4. O disco nem sequer está terminado. Semanas e semanas de rascunhos partilhados no Twitter e Instagram, temas que entraram e saíram do alinhamento, rimas gravadas em cima da hora antes da estreia no Tidal, álbum colocado à venda, retirado depois, com Kanye a garantir que nunca estará disponível no Spotify ou Apple Music... Como se de repente boa parte do planeta se quisesse mudar para uma casa que ainda nem está terminada. E algum dia estará? Como a Sagrada Família de Barcelona, parece que a obra interminável exerce um fascínio tão poderoso como outros projectos já concluídos.
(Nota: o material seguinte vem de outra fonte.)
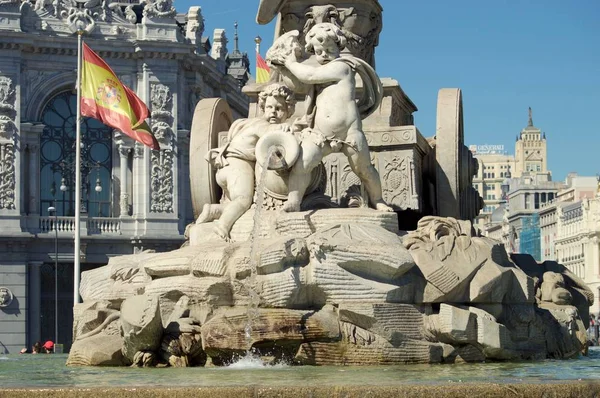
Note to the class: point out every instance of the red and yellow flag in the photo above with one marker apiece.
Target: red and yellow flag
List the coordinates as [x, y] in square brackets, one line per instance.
[105, 98]
[262, 69]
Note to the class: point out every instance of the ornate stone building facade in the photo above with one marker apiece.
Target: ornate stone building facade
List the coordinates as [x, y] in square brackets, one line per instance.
[577, 243]
[133, 198]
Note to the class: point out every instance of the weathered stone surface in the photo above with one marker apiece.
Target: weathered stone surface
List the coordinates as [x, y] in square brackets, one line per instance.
[290, 289]
[98, 350]
[227, 331]
[368, 251]
[283, 253]
[345, 353]
[342, 286]
[122, 277]
[92, 318]
[493, 337]
[456, 325]
[216, 291]
[447, 255]
[141, 323]
[393, 322]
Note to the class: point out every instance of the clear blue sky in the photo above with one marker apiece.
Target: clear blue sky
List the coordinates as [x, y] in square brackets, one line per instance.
[505, 55]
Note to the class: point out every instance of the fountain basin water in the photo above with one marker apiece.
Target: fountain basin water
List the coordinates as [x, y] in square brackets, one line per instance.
[49, 371]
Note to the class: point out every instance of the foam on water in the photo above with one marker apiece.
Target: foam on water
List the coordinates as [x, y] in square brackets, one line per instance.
[253, 362]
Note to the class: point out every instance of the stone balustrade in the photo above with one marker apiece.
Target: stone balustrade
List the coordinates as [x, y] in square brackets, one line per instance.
[95, 225]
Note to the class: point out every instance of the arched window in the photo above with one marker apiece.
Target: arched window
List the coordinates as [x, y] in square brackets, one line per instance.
[57, 160]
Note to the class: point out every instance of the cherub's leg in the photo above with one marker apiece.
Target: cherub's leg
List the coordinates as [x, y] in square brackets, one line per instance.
[310, 156]
[359, 159]
[240, 186]
[210, 212]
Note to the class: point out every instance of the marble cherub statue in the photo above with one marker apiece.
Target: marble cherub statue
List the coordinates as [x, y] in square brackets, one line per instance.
[235, 161]
[333, 120]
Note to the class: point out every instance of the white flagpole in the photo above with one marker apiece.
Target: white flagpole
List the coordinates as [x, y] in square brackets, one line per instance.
[76, 265]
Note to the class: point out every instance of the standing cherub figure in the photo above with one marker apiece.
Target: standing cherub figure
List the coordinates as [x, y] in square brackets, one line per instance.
[333, 117]
[236, 160]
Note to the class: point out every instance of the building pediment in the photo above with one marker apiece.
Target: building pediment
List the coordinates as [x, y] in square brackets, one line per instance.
[534, 156]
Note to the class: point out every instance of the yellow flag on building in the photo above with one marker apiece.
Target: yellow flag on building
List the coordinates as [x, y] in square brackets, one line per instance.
[105, 98]
[262, 69]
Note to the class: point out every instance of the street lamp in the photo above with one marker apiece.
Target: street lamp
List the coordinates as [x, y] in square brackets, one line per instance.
[51, 210]
[67, 175]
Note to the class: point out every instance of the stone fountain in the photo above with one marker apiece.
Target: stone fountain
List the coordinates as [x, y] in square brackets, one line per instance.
[329, 231]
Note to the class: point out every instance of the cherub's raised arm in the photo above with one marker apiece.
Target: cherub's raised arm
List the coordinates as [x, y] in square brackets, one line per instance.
[331, 72]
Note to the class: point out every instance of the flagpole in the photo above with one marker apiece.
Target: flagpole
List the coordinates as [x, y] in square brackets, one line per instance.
[77, 260]
[257, 40]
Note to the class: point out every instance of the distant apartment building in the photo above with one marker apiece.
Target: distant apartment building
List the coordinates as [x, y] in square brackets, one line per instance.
[530, 151]
[577, 243]
[495, 166]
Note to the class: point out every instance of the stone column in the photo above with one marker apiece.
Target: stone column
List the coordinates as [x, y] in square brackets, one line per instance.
[595, 256]
[124, 207]
[34, 288]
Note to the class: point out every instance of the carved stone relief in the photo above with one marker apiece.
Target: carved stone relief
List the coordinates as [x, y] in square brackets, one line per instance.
[361, 25]
[195, 26]
[68, 16]
[161, 180]
[162, 101]
[6, 297]
[8, 130]
[7, 95]
[7, 176]
[161, 162]
[159, 9]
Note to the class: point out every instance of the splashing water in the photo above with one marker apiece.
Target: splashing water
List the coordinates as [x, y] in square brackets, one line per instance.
[252, 314]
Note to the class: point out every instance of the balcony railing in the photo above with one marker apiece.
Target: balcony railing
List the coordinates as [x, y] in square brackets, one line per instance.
[63, 224]
[104, 225]
[95, 225]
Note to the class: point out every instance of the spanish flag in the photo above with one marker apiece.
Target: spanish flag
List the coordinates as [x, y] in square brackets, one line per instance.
[105, 98]
[262, 69]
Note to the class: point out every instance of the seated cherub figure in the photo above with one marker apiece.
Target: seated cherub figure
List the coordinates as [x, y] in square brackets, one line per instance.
[236, 160]
[333, 120]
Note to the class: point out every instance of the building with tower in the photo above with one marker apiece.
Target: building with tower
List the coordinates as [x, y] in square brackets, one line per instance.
[133, 198]
[531, 155]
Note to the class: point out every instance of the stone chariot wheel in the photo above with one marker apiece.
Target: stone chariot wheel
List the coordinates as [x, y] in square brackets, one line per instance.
[211, 116]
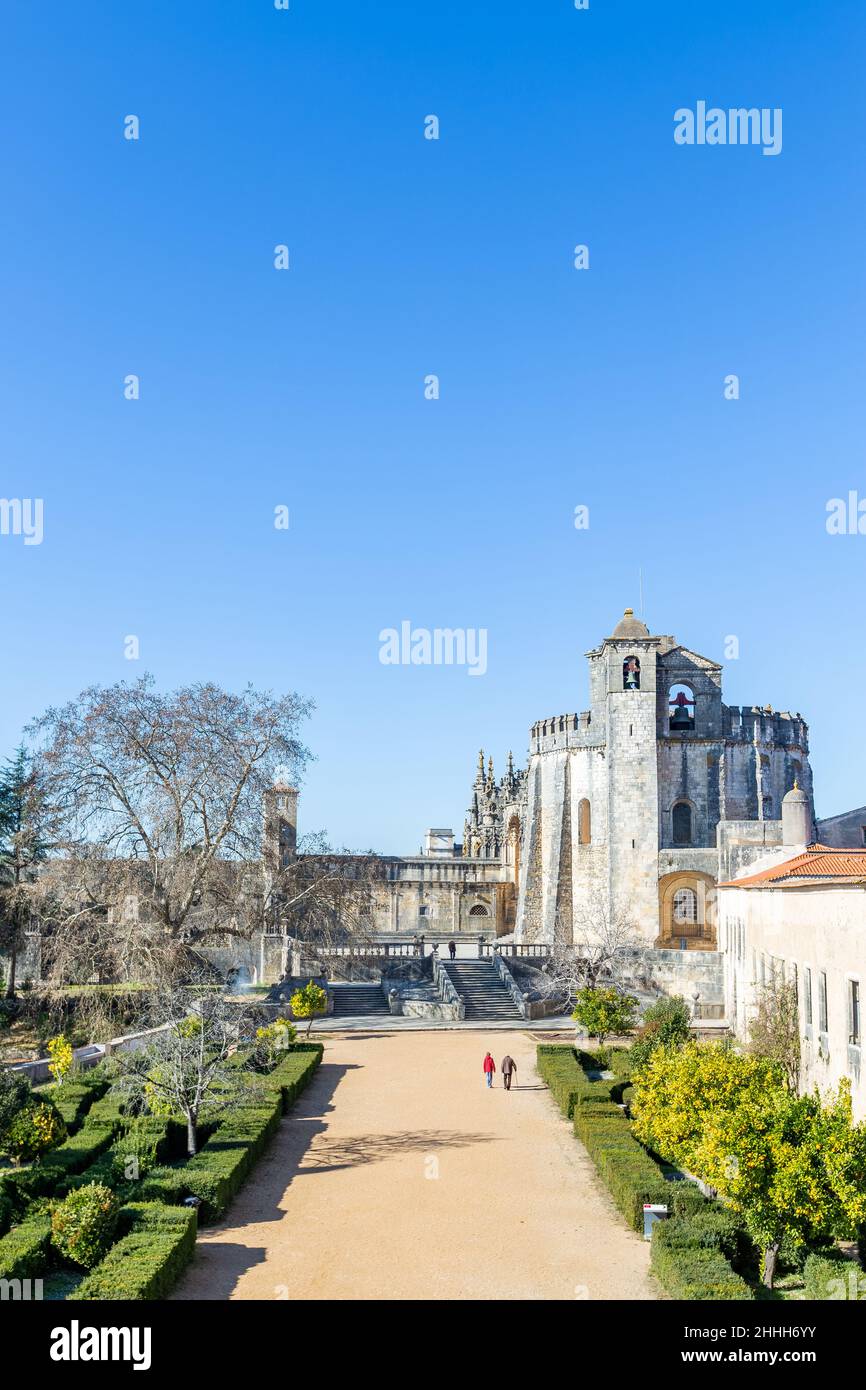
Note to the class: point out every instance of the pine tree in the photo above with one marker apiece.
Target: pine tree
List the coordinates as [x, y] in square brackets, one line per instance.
[24, 844]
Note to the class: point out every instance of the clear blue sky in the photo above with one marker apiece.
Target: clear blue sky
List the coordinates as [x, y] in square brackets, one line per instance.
[409, 257]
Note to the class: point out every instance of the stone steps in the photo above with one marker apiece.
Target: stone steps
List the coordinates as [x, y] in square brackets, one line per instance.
[357, 1001]
[484, 994]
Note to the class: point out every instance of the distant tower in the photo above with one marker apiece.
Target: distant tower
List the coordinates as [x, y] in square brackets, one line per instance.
[795, 818]
[280, 824]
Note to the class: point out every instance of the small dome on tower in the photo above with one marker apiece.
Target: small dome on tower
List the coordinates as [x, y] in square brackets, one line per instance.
[630, 626]
[795, 795]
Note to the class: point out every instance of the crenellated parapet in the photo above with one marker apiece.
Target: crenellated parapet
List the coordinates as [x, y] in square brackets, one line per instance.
[762, 724]
[566, 731]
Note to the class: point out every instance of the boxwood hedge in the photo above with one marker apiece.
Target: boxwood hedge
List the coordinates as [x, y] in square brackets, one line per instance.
[156, 1244]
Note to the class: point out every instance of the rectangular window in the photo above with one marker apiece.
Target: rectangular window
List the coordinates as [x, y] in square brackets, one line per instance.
[822, 1001]
[854, 1012]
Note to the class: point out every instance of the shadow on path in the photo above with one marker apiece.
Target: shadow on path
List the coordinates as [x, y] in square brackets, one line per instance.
[328, 1154]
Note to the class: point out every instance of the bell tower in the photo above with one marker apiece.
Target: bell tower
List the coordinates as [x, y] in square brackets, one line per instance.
[627, 659]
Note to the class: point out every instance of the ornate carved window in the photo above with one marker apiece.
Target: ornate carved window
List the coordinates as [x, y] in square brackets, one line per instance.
[685, 906]
[681, 823]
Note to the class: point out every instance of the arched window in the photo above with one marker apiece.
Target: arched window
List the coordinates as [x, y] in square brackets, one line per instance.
[584, 823]
[685, 905]
[681, 818]
[680, 708]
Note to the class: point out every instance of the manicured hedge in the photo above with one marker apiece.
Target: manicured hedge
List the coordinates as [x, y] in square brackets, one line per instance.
[220, 1168]
[102, 1123]
[24, 1250]
[149, 1258]
[295, 1072]
[570, 1086]
[75, 1098]
[831, 1275]
[630, 1173]
[692, 1250]
[690, 1264]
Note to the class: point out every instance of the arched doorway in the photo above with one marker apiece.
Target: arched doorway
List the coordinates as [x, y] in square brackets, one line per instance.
[687, 912]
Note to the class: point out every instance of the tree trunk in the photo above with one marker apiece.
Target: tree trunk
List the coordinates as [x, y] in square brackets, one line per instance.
[10, 983]
[769, 1264]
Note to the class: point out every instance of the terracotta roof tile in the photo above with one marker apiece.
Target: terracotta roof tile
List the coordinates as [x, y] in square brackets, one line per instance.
[818, 863]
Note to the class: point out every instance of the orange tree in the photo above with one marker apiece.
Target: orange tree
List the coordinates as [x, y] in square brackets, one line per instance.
[679, 1089]
[793, 1168]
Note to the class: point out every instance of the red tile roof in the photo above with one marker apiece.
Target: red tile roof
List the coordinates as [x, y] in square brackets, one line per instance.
[818, 863]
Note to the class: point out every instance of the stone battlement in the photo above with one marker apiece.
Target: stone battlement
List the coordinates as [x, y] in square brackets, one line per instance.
[756, 723]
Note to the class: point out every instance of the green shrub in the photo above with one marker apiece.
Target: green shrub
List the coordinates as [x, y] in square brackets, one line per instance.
[34, 1130]
[14, 1094]
[72, 1100]
[690, 1264]
[829, 1273]
[156, 1246]
[25, 1248]
[82, 1225]
[218, 1169]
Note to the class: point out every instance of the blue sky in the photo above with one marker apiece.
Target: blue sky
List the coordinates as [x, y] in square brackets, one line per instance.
[409, 256]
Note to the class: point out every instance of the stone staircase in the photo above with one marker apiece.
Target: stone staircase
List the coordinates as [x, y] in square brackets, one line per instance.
[484, 993]
[357, 1001]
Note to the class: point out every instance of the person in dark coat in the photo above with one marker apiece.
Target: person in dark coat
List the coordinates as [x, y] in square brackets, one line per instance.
[508, 1069]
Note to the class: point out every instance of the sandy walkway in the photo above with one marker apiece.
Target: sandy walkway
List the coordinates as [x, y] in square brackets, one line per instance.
[401, 1176]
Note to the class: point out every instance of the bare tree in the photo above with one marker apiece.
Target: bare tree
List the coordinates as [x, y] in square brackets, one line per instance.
[598, 952]
[321, 897]
[185, 1066]
[774, 1029]
[160, 798]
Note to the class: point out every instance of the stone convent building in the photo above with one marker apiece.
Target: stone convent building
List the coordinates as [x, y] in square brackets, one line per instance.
[633, 809]
[637, 806]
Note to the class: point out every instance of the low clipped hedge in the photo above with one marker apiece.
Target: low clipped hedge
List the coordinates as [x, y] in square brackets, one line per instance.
[688, 1258]
[829, 1273]
[694, 1250]
[633, 1178]
[146, 1262]
[565, 1076]
[24, 1250]
[75, 1098]
[77, 1153]
[217, 1172]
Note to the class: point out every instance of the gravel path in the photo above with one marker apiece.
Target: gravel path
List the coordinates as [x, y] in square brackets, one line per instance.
[399, 1175]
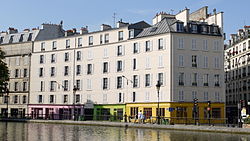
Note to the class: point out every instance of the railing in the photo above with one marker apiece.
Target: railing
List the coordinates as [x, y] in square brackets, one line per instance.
[124, 118]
O processo de criação deixa de ser um meio e passa a ser ele mesmo um fim: PJ Harvey fez da gravação do seu último álbum uma performance artística num museu com uma janela aberta ao olhar de visitantes; Kanye escancarou tudo perante o mundo através das redes sociais...

5. O que é que isto significa em relação aos nossos hábitos de consumo de música? Quem vê filmes ou séries ou desporto em televisão já sabe que é necessário gerir vontades e fazer opções: o que subscrever? Netflix? Serviços de cabo com acesso a conteúdos exclusivos? Mas o que se exibe num canal não aparece no outro... O mesmo se começa agora a passar no universo da música: Taylor Swift não está no Spotify. Kanye West não está na Apple Music. Prince não está no YouTube. Dantes eram as editoras que usufruíam da criatividade de cada artista em regimes de exclusividade renováveis de tempos a tempos. E agora? Vamos começar a ter que olhar para os catálogos de cada serviço antes de assinarmos? Ou então assinamos todos?

6. Ao longo dos anos fomos aprendendo a ouvir discos como objectos acabados, herméticos, fechados a que, com o avançar dos tempos e apenas nalguns casos especiais, foram depois, através de edições comemorativas, acrescentadas outras peças: maquetes, versões alternativas de estúdio, etc. Mas essas revelações só aconteceram décadas após as edições que se afirmaram como definitivas. Veja-se o caso recente de The River de Bruce Springsteen ou dos álbuns clássicos dos Velvet Underground: décadas depois de terem sido originalmente lançados estes discos mereceram reedições antológicas, carregadas de extras que nos permitem entender um pouco melhor como se chegou ao objecto definitivo. Kanye West inverteu o processo e tem vindo a mostrar-nos os temas antes de estarem terminados.

Quando The Life of Pablo finalmente estiver concluído, já seremos íntimos dos seus erros, percalços, falsos arranques e tentativas falhadas.